Although DNA binding in general influences the TR-FRET profiles, the magnitude and direction of the changes occur in a DNA-dependent and coreceptor ligand-dependent manner. In the absence of DNA, Rosi was more potent when RXRα is bound to 9cRA (Figure 6A; grey circles vs. green circles); but in contrast, 9cRA was less potent when PPARγ is bound to Rosi (Figure 6A; orange circles vs. blue circles). DNA binding results in higher Rosi potency (Figure 6A; grey circles vs. grey squares), a change that is muted when RXRα is bound to 9cRA (Figure 6A; grey circles and squares vs. green circles and squares). In contrast, DNA binding has a small effect on 9cRA potency alone (Figure 6A; orange circles vs. orange squares); however, in the presence of Rosi and DNA, a large change in 9cRA potency is observed (Figure 6A; blue circles vs. blue squares). Overall, these data demonstrate a synergistic role for binding PPRE DNA and ligands on the recruitment of SRC-2 RID to PPARγ-RXRα.

Discussion

Crystallography studies have defined the structure of NR DBDs and contacts made between the DBD and DNA response element sequences; and the structure of NR LBDs and contacts made when bound to small molecule ligands. These structural studies along with biochemical studies defined a “charge clamp ”structural mechanism by which ligand binding influences interaction with small coregulator LXXLL peptides (Gronemeyer et al., 2004). Structural studies of full-length NRs bound to DNA, ligands, and either coregulator peptides or RIDs via crystallography (Chandra et al., 2008; Chandra et al., 2013; Helsen and Claessens, 2014; Lou et al., 2014), cryo-electron microscopy (Maletta et al., 2014; Orlov et al., 2012; Yi et al., 2015), and small-angle neutron scattering (SANS) and SAXS (Bernardes et al., 2012; Osz et al., 2012b; Rochel et al., 2011) have revealed unique quaternary architectures.
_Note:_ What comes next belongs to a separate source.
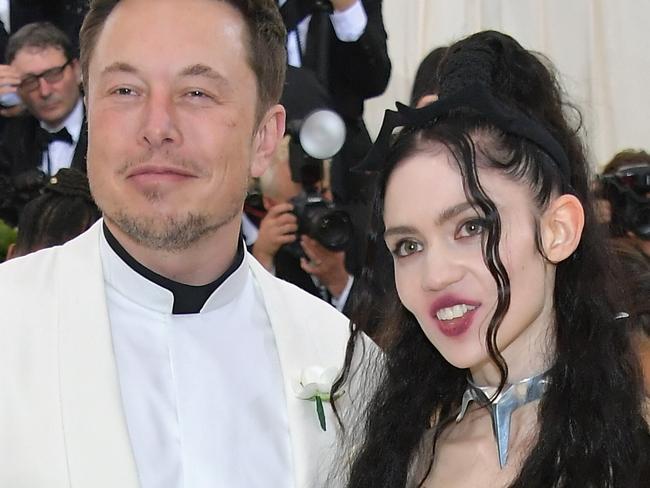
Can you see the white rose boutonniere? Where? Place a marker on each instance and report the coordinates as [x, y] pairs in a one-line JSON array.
[[315, 384]]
Yet, there remains some poorly understood aspects about the structure and function of NRs. Coregulator RIDs contain multiple LXXLL motifs connected by disordered linker regions; these regions are thought to be important for NR interaction, NR selectivity, binding, and a full transcriptional response (Chang et al., 1999; Darimont et al., 1998; McInerney et al., 1998), but very little is known structurally about their interaction with NRs. NR can form heterodimers to integrate signaling through ligand binding to one or both LBDs. Are the mechanisms by which their ligands influence coactivator binding similar or different? Structures of individual DBD and LBD domains show no significant structural changes relative to full-length complex bound to DNA (Helsen and Claessens, 2014). Although the structure of intact PPARγ-RXRα indicates there may be no direct modulation of coactivator binding to the LBD from other NR domains (Chandra et al., 2008), HDX-MS studies revealed that DNA binding can induce conformational changes in the NR LBD upon binding DNA (Bernardes et al., 2012; Zhang et al., 2011). Furthermore, the structural mechanism by which ligand and DNA binding to NRs may synergize to bind coregulator proteins remains unclear.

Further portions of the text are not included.